Paris-Roubaix cyclists cross tracks seconds before train

The French state railway company SNCF has called for police action against cyclists in the Paris-Roubaix spring classic who crossed tracks with a safety barrier down, seconds before a high-speed train arrived.

The incident happened at a crossing in northern France during Sunday's race.

The SNCF has issued a statement calling for "several riders" to be prosecuted for acting "against all safety rules".

Race organisers have said the riders could not stop in time.

"Millions of television viewers saw live this extremely serious and irresponsible action which could have been tragic," said SNCF.

"A few seconds later, a TGV ran on this line and could have hit the peloton."

The barriers went down while the peleton was approaching at about 37mph.

SNCF spokesman Christophe Piednoel said the train and the riders, who were 10 minutes ahead of schedule because of a strong tail wind, were not supposed to arrive at the crossing at the same time.

Some riders managed to go through, but a police motorcycle stopped others in the 151-mile race.

A policeman stopped some of the riders from crossing - they later rejoined the rest of the peloton

French champion Arnaud Demare said: "This needs to be taken care of.

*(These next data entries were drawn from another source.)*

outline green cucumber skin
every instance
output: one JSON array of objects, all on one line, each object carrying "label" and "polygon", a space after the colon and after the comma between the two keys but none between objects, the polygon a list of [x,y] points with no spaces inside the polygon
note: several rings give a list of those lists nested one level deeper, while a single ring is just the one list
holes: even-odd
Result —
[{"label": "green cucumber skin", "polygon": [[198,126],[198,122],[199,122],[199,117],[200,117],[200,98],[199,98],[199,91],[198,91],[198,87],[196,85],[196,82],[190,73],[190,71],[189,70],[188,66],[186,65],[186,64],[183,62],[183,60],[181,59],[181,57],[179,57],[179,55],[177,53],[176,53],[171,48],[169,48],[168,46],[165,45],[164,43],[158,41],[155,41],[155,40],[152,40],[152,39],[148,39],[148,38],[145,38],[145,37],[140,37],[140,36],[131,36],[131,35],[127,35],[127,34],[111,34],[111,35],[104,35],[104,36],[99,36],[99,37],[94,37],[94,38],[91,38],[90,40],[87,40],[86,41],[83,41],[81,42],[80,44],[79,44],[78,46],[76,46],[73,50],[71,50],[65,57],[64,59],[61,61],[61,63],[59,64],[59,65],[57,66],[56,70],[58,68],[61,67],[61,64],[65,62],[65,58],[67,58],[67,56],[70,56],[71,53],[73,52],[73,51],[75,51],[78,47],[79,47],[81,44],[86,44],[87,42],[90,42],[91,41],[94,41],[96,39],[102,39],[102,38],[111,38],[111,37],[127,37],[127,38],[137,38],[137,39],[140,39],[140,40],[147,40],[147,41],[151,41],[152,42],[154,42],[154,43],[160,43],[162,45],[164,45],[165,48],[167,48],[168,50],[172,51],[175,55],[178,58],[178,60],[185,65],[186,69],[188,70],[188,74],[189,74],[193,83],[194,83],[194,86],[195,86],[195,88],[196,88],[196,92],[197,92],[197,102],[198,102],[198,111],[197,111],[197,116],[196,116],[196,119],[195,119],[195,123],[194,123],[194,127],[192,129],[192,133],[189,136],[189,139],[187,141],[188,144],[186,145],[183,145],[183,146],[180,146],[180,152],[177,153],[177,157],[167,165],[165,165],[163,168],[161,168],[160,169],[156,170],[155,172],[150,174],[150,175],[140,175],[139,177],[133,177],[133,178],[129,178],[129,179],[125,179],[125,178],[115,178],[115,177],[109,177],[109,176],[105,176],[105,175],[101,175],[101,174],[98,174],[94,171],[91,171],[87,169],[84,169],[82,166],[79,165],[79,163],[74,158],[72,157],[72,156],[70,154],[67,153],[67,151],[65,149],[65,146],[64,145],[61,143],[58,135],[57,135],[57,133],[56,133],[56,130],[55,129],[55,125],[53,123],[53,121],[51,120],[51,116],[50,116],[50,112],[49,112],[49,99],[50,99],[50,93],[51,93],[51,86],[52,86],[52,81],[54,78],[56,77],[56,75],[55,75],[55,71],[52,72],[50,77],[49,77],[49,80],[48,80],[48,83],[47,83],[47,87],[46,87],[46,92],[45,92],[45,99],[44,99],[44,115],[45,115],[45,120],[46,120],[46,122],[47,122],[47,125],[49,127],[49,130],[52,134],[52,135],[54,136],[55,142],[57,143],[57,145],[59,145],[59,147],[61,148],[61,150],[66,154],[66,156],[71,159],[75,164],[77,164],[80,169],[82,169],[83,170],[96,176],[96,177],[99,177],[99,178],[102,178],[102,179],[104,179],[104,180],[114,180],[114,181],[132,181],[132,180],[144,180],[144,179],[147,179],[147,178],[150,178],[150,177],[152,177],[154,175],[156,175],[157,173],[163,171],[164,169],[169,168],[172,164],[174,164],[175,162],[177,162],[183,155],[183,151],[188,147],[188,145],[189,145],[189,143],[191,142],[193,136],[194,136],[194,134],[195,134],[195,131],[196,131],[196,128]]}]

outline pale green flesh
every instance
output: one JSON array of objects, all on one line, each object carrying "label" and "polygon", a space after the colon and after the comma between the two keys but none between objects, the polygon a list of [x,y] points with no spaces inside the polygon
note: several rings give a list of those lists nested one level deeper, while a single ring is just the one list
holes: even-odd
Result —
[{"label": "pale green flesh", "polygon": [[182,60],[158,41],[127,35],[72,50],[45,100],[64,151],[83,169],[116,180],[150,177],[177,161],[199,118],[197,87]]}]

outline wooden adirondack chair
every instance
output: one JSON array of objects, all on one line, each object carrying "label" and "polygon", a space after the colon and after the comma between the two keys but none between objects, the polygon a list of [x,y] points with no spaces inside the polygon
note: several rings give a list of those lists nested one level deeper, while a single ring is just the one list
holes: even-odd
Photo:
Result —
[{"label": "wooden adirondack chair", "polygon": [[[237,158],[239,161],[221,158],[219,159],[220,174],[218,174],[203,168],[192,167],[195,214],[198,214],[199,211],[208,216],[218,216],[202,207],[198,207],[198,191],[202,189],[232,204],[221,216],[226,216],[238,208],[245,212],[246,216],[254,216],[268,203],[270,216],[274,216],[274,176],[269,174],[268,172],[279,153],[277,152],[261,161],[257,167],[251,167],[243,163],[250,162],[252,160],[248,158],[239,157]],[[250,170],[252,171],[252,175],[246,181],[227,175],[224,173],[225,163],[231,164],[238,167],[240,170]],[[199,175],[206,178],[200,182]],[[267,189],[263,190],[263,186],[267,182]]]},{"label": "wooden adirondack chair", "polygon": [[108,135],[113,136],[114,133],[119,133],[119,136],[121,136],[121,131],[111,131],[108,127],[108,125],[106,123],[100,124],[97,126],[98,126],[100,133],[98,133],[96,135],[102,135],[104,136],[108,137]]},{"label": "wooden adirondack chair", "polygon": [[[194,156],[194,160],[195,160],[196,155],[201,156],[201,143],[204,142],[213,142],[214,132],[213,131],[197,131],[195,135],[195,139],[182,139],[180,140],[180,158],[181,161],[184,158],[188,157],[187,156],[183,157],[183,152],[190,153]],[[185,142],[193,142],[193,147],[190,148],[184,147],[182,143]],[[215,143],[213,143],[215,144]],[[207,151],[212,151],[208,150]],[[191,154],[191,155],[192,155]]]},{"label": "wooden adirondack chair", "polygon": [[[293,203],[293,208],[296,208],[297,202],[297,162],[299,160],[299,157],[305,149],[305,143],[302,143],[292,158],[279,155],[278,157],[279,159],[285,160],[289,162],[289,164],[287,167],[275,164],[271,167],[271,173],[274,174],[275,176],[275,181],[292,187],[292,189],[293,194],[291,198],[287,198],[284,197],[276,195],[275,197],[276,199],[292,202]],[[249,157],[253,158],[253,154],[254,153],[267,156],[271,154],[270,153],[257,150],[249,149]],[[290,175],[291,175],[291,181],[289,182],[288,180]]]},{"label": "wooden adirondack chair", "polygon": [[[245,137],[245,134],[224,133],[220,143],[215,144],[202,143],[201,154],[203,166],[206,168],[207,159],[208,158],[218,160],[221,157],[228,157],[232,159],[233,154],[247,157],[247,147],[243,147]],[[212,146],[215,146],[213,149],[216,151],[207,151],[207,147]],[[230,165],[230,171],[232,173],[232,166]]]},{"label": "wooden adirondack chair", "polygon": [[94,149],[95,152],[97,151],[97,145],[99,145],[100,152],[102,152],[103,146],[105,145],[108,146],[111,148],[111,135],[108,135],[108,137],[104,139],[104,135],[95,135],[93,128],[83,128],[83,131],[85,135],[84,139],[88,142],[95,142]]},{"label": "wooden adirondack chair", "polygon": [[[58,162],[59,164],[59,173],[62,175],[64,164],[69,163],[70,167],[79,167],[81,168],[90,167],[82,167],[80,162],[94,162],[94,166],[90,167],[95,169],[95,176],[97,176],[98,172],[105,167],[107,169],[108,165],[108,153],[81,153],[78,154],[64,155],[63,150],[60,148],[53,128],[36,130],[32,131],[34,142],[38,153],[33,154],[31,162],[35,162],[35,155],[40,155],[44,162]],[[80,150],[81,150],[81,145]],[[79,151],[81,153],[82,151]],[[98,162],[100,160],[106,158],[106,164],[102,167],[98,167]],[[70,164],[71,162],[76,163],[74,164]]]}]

It was dangerous. We went through but it was close."

Race organisers said on Sunday they would not punish the riders.

"It wasn't possible for the leading riders to stop sufficiently safely," said Guy Dobbelaere, president of the jury of race commissioners. "The peloton was 10 metres away when the barrier started to close."

Sunday's race featured 10 level crossings and was also disrupted last year by barriers coming down as an eight-man breakaway group approached.

The International Cycling Union (UCI) described the incident as "extremely worrying" and has requested a comprehensive report from race organisers.

Sir Bradley Wiggins finished 18th in what was his final race for Team Sky, 31 seconds behind German winner John Degenkolb.